Viewing Nasrallah's historical sequences of the refugees of the nakba - hundreds of extras swaying across desolate landscapes in period costume, pursued by other extras packing toy rifles and bundled into approximations of period Israeli uniforms - it is difficult not to recall Egoyan's toy shots of the Armenian displacement. The effect is altogether different, though. Nasrallah evokes melodrama in the finest tradition of the Ramadan musalsala. Egoyan creates and contemplates the scene from a distance, which makes it possible to look upon the scene without grief.

Many Armenians hailed "Ararat" when it was released because a film telling their story had finally been released. Later conversations suggested they simply didn't "read" the film in the same way as others, many non-Armenians, who admired its courageous, intelligently critical position.

The film adaptation of "Bab al-Shams" might have struck the cranium with the same satisfying thud as "Ararat." It is unlikely, furthermore, that it could have been done by an independent Arab director with more talent and better contacts than Yousri Nasrallah. Unsatisfying as it often is, it's more informative to look at "Bab al-Shams" for what it is than what it isn't.

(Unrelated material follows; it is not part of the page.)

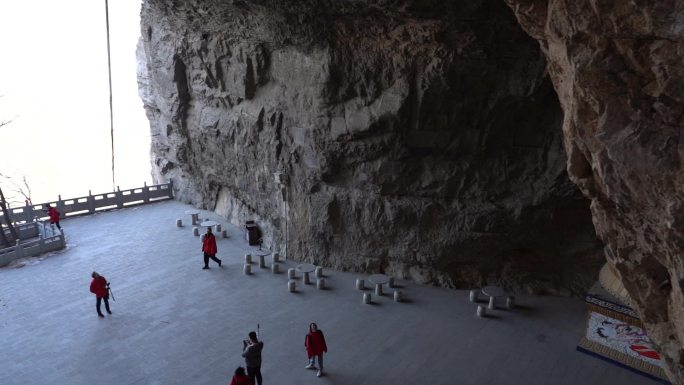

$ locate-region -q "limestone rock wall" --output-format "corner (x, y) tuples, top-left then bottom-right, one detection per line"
(138, 0), (602, 293)
(507, 0), (684, 384)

It "is" the sometimes-uneasy marriage of two sensibilities - a post-modern poetic of disjuncture born in the contradictions of Lebanon's civil war and the unabashedly populist sentimentalism of Egyptian cinema. The issue may do less to capture the nuances of the human and historical narrative. It does return some of Khoury's stories to those who remembered them. Indeed, if statistics about the size of this region's readership are to be believed, Khoury's stories are likely to reach a far wider audience on film than in print.

In this respect the films are a sort of reaffirmation of Palestinian experience.

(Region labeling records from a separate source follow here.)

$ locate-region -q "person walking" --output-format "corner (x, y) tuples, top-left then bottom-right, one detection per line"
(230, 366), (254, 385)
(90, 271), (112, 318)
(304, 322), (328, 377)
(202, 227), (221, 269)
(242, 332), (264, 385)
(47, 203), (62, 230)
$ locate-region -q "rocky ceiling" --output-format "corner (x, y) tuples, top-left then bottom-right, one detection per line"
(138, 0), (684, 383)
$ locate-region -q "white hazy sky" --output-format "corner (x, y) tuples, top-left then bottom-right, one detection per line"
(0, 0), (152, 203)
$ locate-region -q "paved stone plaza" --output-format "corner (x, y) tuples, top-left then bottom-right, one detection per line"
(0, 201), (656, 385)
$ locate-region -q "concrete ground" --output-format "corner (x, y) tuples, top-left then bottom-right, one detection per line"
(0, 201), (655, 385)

What gives some pause is the question of what aesthetic message accompanies this reaffirmation. This streamlined representation of the Palestinians' stories strips the nostalgia and the sentiment of nationalism from the vulgarity of political agenda. What, you wonder, is it attached to? At the end of Nasrallah's "Bab-al-Shams," Khalil flees Shatilla, leaps into a river that carries him back to Palestine. Khoury's "Bab-al-Shams" has Khalil leave Younes' grave for some unknown destination.

The original scenario sounds more desperate, but surely it is preferable to flee on your own two feet than to be swept along by the current, political or otherwise.

"Al-Rahil," the first film in Yousri Nasrallah's "Bab al-Shams" diptych is now screening at Beirut's Sodeco Cinema. The second film, "Al-Awda," will open later in the year.